Jon Goodey
The Mysterious Dataset Behind Google's Advanced AI System, Bard: Unravelling the Known and Unknown

Introduction to Google's Bard
Google’s Bard is one of Google's most advanced AI systems, designed to engage in dialogue with people. However, little is known about how the model was trained using datasets based on internet content called Infiniset. Only 12.5% of the data used to train Bard came from a public dataset of crawled content from the web, while another 12.5% came from Wikipedia. Google remains vague about the sources of the remaining scraped data, but there are hints of what sites comprise those datasets.
Bard and the LaMDA Language Model
Bard is based on the LaMDA language model, which was trained on a dataset called Infiniset. Infiniset is a blend of internet content deliberately chosen to enhance the model’s ability to engage in dialogue. The research paper explains the reasoning behind this content composition: "...this composition was chosen to achieve a more robust performance on dialogue tasks...while still keeping its ability to perform other tasks like code generation." The research paper references dialogue and dialogues, which are the spellings of the words used in this context within the realm of computer science.

Composition of the Infiniset Dataset
The dataset comprises the following mix: 12.5% C4-based data, 12.5% English language Wikipedia, 12.5% code documents from programming Q&A websites, tutorials, and others, 6.25% English web documents, 6.25% non-English web documents, and 50% dialogues data from public forums.
It is intriguing to know that only 25% of the data comes from a named source, with the remaining 75% consisting of words scraped from the internet. The research paper does not reveal how the data was obtained from websites, which websites it came from, or any other details about the scraped content. Google only uses generalised descriptions like "Non-English web documents." The term "murky" best describes the 75% of data that Google used for training Bard.

C4 and Wikipedia: Known Data Sources
The first two parts of Infiniset (C4 and Wikipedia) consist of known data. The C4 dataset is a specially filtered version of the Common Crawl, an open-source dataset. Common Crawl is a registered non-profit organisation that crawls the internet every month to create free datasets that anyone can use. The raw Common Crawl data is cleaned up by removing elements like thin content, obscene words, lorem ipsum, navigational menus, deduplication, etc., to limit the dataset to the main content.

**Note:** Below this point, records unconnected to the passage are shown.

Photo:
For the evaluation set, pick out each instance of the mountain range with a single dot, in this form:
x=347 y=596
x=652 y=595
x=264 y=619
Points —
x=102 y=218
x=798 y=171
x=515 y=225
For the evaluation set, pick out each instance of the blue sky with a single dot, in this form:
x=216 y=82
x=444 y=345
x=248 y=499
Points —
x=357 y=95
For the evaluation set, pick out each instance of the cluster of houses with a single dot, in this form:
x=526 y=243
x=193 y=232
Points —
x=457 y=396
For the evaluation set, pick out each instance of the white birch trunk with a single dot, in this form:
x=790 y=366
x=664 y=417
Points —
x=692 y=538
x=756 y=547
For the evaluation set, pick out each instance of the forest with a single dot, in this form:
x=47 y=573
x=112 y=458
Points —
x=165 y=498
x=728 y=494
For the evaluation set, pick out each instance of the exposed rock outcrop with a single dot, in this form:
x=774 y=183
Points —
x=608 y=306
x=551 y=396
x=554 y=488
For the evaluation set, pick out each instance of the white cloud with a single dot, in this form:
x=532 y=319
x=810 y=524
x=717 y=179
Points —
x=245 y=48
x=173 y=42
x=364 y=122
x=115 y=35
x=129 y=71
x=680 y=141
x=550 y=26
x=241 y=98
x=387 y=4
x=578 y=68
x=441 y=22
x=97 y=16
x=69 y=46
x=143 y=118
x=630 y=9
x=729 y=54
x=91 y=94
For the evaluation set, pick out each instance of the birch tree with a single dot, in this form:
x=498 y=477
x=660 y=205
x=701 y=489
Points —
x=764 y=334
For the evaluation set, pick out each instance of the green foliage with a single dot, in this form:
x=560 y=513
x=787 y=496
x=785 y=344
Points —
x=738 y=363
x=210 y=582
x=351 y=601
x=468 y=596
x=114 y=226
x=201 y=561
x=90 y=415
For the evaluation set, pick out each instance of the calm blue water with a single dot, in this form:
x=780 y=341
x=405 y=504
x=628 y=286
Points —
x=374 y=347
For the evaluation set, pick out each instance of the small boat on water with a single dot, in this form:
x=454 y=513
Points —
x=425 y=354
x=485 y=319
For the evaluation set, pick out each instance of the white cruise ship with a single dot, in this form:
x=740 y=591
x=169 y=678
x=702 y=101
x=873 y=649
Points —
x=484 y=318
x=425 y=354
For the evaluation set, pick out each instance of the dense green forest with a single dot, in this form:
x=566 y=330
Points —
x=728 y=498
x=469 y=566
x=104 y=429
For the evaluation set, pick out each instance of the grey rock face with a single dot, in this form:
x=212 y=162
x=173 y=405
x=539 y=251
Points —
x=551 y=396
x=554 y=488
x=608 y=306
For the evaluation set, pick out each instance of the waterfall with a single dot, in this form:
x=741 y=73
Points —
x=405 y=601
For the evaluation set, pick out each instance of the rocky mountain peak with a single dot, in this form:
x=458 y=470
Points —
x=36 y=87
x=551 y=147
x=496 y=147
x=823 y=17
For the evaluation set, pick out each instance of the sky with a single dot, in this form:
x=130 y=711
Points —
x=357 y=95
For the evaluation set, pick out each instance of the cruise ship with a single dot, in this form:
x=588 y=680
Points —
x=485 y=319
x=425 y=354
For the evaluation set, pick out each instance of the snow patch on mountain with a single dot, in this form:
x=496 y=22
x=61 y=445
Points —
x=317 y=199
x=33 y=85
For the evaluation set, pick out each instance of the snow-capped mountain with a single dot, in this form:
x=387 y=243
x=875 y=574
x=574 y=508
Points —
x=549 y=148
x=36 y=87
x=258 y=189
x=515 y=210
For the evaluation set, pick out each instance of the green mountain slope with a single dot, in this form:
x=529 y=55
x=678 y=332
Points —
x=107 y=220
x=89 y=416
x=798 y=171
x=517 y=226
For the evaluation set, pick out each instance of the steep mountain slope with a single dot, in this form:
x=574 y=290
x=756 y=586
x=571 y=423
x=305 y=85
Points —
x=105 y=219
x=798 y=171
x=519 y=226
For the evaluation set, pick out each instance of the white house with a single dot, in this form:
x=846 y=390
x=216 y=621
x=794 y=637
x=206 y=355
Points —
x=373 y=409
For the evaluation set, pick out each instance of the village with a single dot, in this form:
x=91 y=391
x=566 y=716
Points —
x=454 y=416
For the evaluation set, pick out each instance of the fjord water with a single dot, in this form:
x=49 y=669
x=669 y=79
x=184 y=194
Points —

The purpose of filtering out unnecessary data was to remove gibberish and retain natural English examples.
Anomalies in the C4 Dataset
The second research paper discovered anomalies in the original C4 dataset that removed web pages aligned with Hispanic and African American web pages. Another finding was that 51.3% of the C4 dataset consisted of web pages hosted in the United States. When building a dataset from a web scrape, reporting the domains from which the text is scraped is integral to understanding the dataset; the data collection process can lead to a significantly different distribution of internet domains than expected.
Concerns and the Need for Transparency
Some publishers might feel uneasy about their websites being used to train AI systems, fearing that these systems could render their websites obsolete and ultimately disappear. While the validity of these concerns is yet to be determined, they reflect genuine apprehensions expressed by publishers and members of the search marketing community. Google should increase transparency regarding the websites used to train their AI or, at the very least, publish an easily accessible transparency report about the data utilised.
The Future of AI and Web Content
As AI systems like Google's Bard continue to advance, it is essential to understand their training processes and the sources of the data they use. Greater transparency can help address concerns about the potential impact of AI on the online ecosystem and foster trust between tech companies, publishers, and the public. By shedding light on the origins of datasets like Infiniset and addressing potential biases or anomalies, we can work towards a future where AI systems are more accountable, better understood, and coexist harmoniously with web content creators.